Hans Werner Henze (1926-2012) a recours aux sections contrastées qui cadencent la messe des mort mais, en bon marxiste, entend conjurer toute transcendance («Le Paradis est ici, ou devrait l’être, et non pas plus tard, où il ne se passe plus rien»): aussi la liturgie se voit-elle indexée sur l’échelle de la nature (Lux aeterna traduit moins la lumière divine que celle des phénomènes naturels perçus par une conscience) et de l’humain, à travers ses souffrances (Dies irae, Rex tremendae, Tuba mirum, Lacrimosa) et ses aspirations (Ave verum, Agnus Dei, Sanctus). A la table de travail du compositeur s’invitent les démons d’autrefois (la Marche de Badenweiler qu’Hitler adorait, les souvenirs douloureux liés à la guerre du Vietnam) et ceux du moment (première guerre du Golfe) qui, passés au tamis d’un dodécaphonisme souple et d’une poétique ouverte, trouvent une traduction musicale explicite et porteuse d’émotion.

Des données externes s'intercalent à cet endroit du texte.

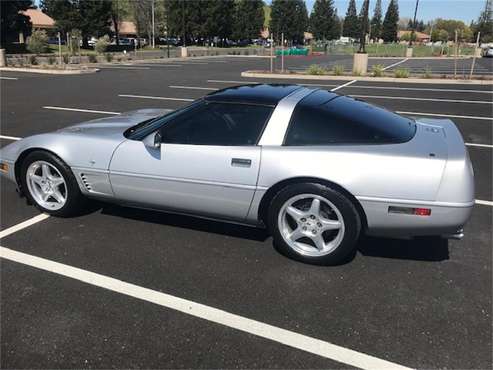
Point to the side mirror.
(153, 140)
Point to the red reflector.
(422, 211)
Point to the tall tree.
(322, 19)
(364, 24)
(350, 26)
(289, 17)
(389, 26)
(376, 21)
(248, 19)
(12, 22)
(485, 23)
(218, 18)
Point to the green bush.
(38, 42)
(32, 60)
(377, 70)
(338, 70)
(315, 69)
(102, 44)
(401, 73)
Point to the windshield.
(144, 128)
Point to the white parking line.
(446, 115)
(9, 137)
(23, 225)
(233, 82)
(480, 145)
(116, 67)
(153, 97)
(395, 64)
(81, 110)
(215, 315)
(484, 202)
(423, 99)
(193, 87)
(343, 85)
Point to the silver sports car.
(316, 168)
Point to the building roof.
(419, 35)
(126, 28)
(39, 19)
(263, 94)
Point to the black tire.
(350, 215)
(75, 199)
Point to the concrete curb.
(362, 78)
(51, 71)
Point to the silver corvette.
(316, 168)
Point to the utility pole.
(183, 21)
(153, 27)
(413, 31)
(474, 58)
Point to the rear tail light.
(410, 211)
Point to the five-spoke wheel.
(49, 184)
(314, 223)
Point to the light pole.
(414, 25)
(153, 28)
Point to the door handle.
(241, 162)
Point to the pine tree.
(364, 25)
(289, 17)
(376, 21)
(351, 27)
(248, 19)
(322, 19)
(389, 26)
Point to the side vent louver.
(85, 182)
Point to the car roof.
(260, 94)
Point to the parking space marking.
(116, 67)
(233, 82)
(9, 137)
(480, 145)
(80, 110)
(445, 115)
(153, 97)
(192, 87)
(484, 202)
(215, 315)
(23, 225)
(396, 64)
(343, 85)
(423, 99)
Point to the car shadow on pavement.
(431, 249)
(186, 222)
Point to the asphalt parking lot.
(421, 304)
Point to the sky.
(464, 10)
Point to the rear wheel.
(50, 184)
(314, 223)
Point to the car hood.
(113, 127)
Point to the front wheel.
(314, 223)
(50, 184)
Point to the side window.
(218, 124)
(346, 121)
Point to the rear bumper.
(446, 219)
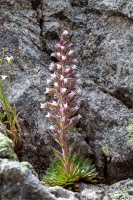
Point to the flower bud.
(51, 67)
(63, 90)
(3, 77)
(9, 60)
(65, 33)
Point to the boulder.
(102, 35)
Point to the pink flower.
(65, 105)
(53, 76)
(63, 58)
(54, 103)
(65, 80)
(79, 116)
(47, 90)
(53, 55)
(75, 61)
(48, 115)
(58, 66)
(63, 90)
(56, 84)
(42, 105)
(58, 54)
(61, 77)
(48, 81)
(51, 67)
(74, 67)
(70, 52)
(57, 46)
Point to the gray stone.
(17, 182)
(102, 32)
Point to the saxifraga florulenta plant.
(69, 167)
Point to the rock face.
(102, 33)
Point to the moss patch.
(6, 148)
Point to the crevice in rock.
(119, 96)
(110, 13)
(36, 3)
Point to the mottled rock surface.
(102, 33)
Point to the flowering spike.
(65, 88)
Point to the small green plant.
(8, 114)
(69, 167)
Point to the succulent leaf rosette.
(68, 168)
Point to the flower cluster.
(65, 88)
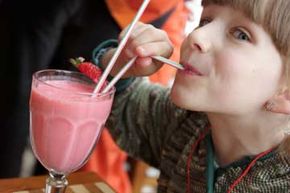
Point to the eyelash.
(244, 37)
(205, 21)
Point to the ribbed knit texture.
(147, 125)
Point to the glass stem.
(56, 183)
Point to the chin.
(178, 98)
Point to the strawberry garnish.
(88, 68)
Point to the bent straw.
(120, 47)
(119, 75)
(170, 62)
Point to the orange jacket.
(107, 159)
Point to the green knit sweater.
(147, 125)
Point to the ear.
(279, 103)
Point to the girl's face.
(231, 65)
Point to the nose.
(199, 40)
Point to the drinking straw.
(129, 64)
(168, 61)
(120, 47)
(119, 75)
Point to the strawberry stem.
(76, 61)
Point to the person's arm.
(142, 119)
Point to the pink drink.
(65, 124)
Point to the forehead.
(253, 9)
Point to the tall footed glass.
(66, 120)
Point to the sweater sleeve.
(142, 119)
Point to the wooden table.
(77, 182)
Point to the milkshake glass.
(66, 120)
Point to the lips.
(188, 69)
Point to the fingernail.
(129, 53)
(269, 105)
(142, 51)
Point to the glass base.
(56, 183)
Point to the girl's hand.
(145, 41)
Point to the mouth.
(190, 70)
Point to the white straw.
(120, 47)
(170, 62)
(119, 75)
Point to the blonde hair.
(272, 15)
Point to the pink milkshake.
(66, 121)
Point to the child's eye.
(204, 21)
(240, 34)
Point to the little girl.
(222, 126)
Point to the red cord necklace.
(237, 181)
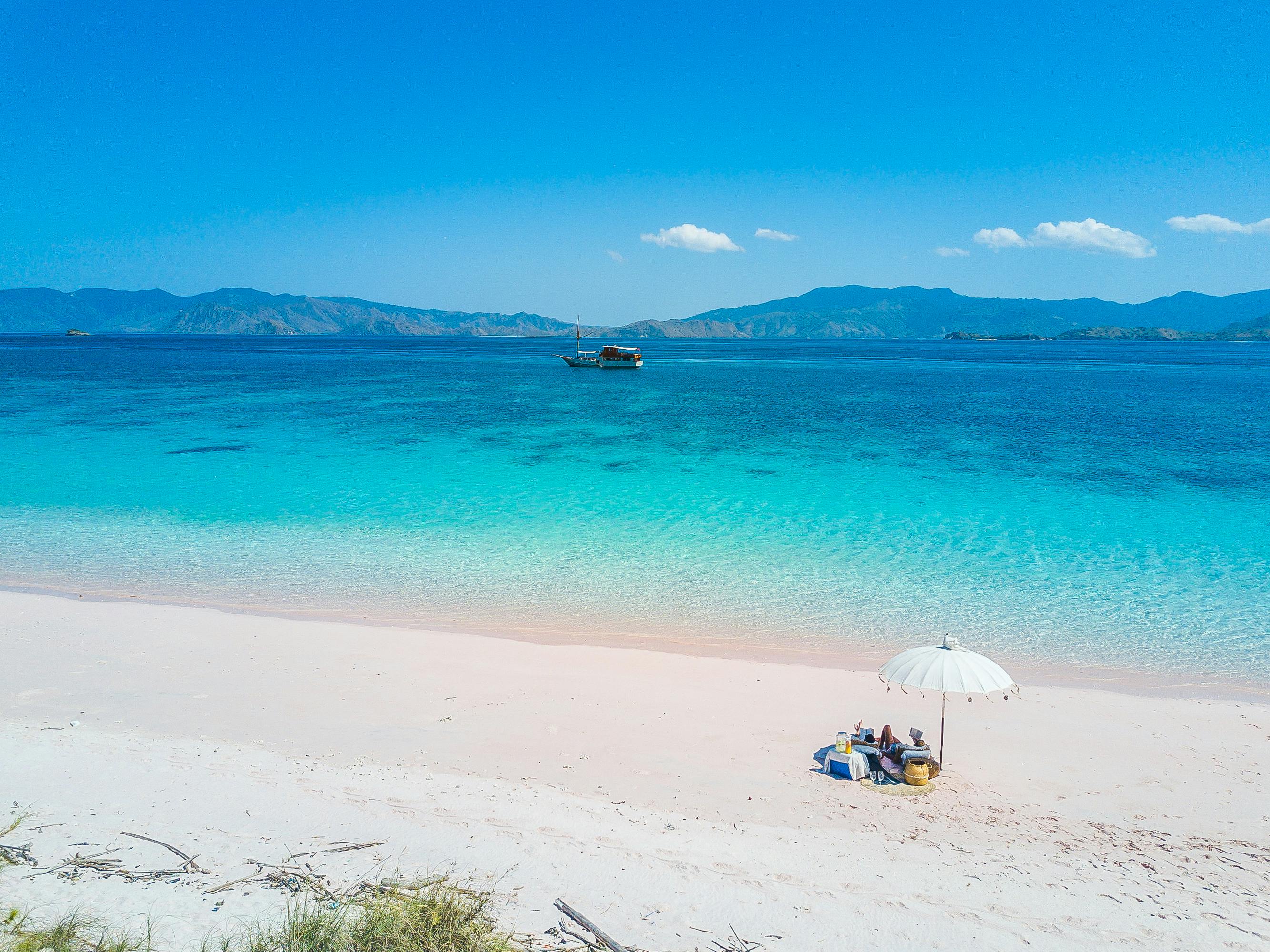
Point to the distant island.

Matthias Pintscher n’a jamais caché son admiration pour la musique de Henze, admiration qu’il partage avec l’un de ses maîtres: Manfred Trojahn. Sa direction impliquée illumine les sensations les plus fugaces de l’Ave verum, où transite le spectre de Mozart, et du Lux aeterna (véritable étude sur l’évanescence) mais sait aussi se montrer véhémente, voire expressionniste dans le Dies irae et ses climax sans cesse avortés, la marche apocalyptique du Rex tremendae et les ostinatos (volontairement) abrutissants du Tuba mirum.


Remplaçant au pied levé Dimitri Vassilakis, Sébastien Vichard semble plus à son aise dans l’écriture compacte d’obédience brahmsienne que dans les effluves debussystes entre lesquelles oscille, au sein d’une même phrase musicale, la partie de piano. Clément Saunier impressionne dans les trois mouvements qui sollicitent une trompette concertante par sa faculté à faire chanter son instrument – jusque dans les dynamiques les plus faibles – à la manière d’un spiritual. Les membres de l’EIC jouent comme un seul homme une partition à la polyphonie dense et riche en mélodies.


Applaudissements nourris et bien mérités une fois éteintes les dernières notes du Sanctus (avec deux trompettes solo supplémentaires disposées au premier balcon), dont le ton hymnique annonce le deuxième mouvement de l’ultime Dixième Symphonie (2010).